Opinion

Ryan’s Struggles Betray Party’s Foreign Policy Rupture

The vice presidential candidate could hardly defend a foreign policy that is incoherent.

Foreign policy was once the purview of the Republican Party but since it launched two major wars in the Middle East with no exit strategy and no plan to pay for it, the party has found itself in quite the bind. Contrast this with President Barack Obama’s record of ending an unpopular war in Iraq, toppling Muammar Gaddafi’s regime in Libya with minimal use of force and no American casualties and the much hailed “pivot” to East Asia and Mitt Romney’s task to win back his party’s advantage on the subject becomes even more of an uphill climb.

The Republican candidate has been particularly critical of Obama’s alleged “apology” tours. This focus on the incumbent’s attempts to improve America’s standing in the world may stem from Romney’s misfortune of representing a strikingly diverse constituency on foreign policy as compared to George W. Bush eight years ago.

The party’s attempt to unite a warmongering neoconservative establishment with an anti-war libertarian constituency was perhaps no more evident than at this year’s convention. Glossed over in Clint Eastwood’s “old man and a chair” performance was the actor’s call for the United States to “get out of Afghanistan!” — a call that ignited raucous cheers from the crowd. (Imagine the reaction if a speaker did that in 2004.)

But true to form, the crowd listened and cheered afterward when Mitt Romney called for more confrontation in the Middle East.

The same awkward straddling could be seen at the vice presidential debate on Thursday. Congressman Paul Ryan, Mitt Romney’s running mate, was pressed to give more details on the ticket’s foreign outlook beyond “not apologizing for America” and demonstrating strength. Despite wanting a break from the past, Ryan showed that Republicans still have to throw a bone to the neoconservative establishment.

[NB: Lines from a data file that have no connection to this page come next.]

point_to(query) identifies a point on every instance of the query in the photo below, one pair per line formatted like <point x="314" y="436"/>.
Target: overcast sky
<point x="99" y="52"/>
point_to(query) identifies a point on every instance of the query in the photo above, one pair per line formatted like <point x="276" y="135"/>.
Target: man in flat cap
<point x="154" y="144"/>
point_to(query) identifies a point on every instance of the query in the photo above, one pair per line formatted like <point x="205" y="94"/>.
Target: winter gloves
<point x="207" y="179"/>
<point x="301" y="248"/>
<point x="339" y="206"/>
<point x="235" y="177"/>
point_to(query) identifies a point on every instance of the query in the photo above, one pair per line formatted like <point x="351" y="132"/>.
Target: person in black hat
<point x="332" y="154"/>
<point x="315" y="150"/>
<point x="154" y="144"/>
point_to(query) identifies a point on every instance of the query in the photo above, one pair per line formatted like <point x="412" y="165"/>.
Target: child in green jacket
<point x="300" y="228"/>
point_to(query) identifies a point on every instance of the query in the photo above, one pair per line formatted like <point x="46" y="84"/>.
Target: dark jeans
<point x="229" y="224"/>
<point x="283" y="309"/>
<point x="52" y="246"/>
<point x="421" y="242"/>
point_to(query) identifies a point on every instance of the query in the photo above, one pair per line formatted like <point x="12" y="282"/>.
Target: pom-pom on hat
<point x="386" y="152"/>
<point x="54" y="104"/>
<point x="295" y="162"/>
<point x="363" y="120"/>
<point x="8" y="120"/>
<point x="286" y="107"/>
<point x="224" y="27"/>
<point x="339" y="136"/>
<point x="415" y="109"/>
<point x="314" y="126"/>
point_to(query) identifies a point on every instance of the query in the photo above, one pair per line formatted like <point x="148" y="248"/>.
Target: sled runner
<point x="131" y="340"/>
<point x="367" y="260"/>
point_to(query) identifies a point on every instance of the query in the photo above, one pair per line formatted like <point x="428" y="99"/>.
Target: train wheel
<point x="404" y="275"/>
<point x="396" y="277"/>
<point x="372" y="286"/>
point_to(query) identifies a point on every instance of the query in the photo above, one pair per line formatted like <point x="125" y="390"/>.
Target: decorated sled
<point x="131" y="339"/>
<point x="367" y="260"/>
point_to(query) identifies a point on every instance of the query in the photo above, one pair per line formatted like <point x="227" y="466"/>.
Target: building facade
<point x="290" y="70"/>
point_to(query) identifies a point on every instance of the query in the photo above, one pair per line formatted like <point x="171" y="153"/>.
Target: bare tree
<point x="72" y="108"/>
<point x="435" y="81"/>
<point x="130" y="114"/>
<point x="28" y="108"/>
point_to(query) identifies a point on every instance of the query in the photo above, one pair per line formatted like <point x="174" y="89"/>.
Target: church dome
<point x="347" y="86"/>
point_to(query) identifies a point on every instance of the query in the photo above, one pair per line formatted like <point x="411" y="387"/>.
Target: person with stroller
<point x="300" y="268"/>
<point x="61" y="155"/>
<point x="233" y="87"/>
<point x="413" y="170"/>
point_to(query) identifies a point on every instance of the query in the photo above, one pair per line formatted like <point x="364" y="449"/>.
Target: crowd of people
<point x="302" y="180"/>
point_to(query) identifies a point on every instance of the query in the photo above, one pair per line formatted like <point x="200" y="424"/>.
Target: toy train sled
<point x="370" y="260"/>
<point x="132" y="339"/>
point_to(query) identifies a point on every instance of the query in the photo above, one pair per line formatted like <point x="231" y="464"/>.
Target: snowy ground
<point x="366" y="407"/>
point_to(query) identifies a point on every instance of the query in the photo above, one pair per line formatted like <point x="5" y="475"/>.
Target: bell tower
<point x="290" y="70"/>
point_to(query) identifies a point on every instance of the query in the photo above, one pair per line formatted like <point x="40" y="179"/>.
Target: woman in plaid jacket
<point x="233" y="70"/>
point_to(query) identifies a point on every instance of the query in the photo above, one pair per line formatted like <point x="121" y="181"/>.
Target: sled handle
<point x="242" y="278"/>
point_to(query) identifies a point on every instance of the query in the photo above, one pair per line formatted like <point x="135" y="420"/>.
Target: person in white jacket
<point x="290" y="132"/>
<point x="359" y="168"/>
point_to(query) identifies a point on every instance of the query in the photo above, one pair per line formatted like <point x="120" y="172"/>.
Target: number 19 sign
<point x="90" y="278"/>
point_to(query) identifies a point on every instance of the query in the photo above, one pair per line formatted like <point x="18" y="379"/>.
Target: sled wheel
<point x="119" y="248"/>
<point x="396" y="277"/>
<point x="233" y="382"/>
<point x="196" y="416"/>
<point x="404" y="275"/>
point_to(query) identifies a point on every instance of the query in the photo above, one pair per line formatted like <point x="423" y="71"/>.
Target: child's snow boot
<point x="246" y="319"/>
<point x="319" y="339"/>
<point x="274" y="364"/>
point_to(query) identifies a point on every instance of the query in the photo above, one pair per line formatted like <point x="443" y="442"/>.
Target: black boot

The resulting inconsistency is embarrassing. Romney and Ryan agree with a transitioned handover of security in Afghanistan yet want less Afghans and more American troops fighting on the ground. They agree with the administration’s plan for withdrawal but under no circumstances should this plan have been broadcast, as though a withdrawal that’s set to take place in less than two years’ time could possibly have been kept a secret. Even if it could, how would the Afghans have felt if — surprise! — the United States just got up and left?

It’s worth pointing out that Mitt Romney’s foreign policy papers suggest a more realist approach than his rhetoric does. But on Afghanistan, the dominant issue in American foreign policy, Romney still has to step a little to the right of the president.

He has to do the same on Iran, a situation that has the potential to make Afghanistan look like a romp on the playground. The neoconservatives always have to have their foot in the door, even if just a little, and even if them having a stake in the Romney vision undercuts everything else about his politics. How else to square a proposed $2 trillion increase in defense spending the Pentagon doesn’t even want with the right’s obsessive fixation on debt and deficits?

There’s another level to the inconsistency in this “stuff,” as Vice President Joe Biden put it Thursday night, and for Democrats, the political validation borders on the sublime.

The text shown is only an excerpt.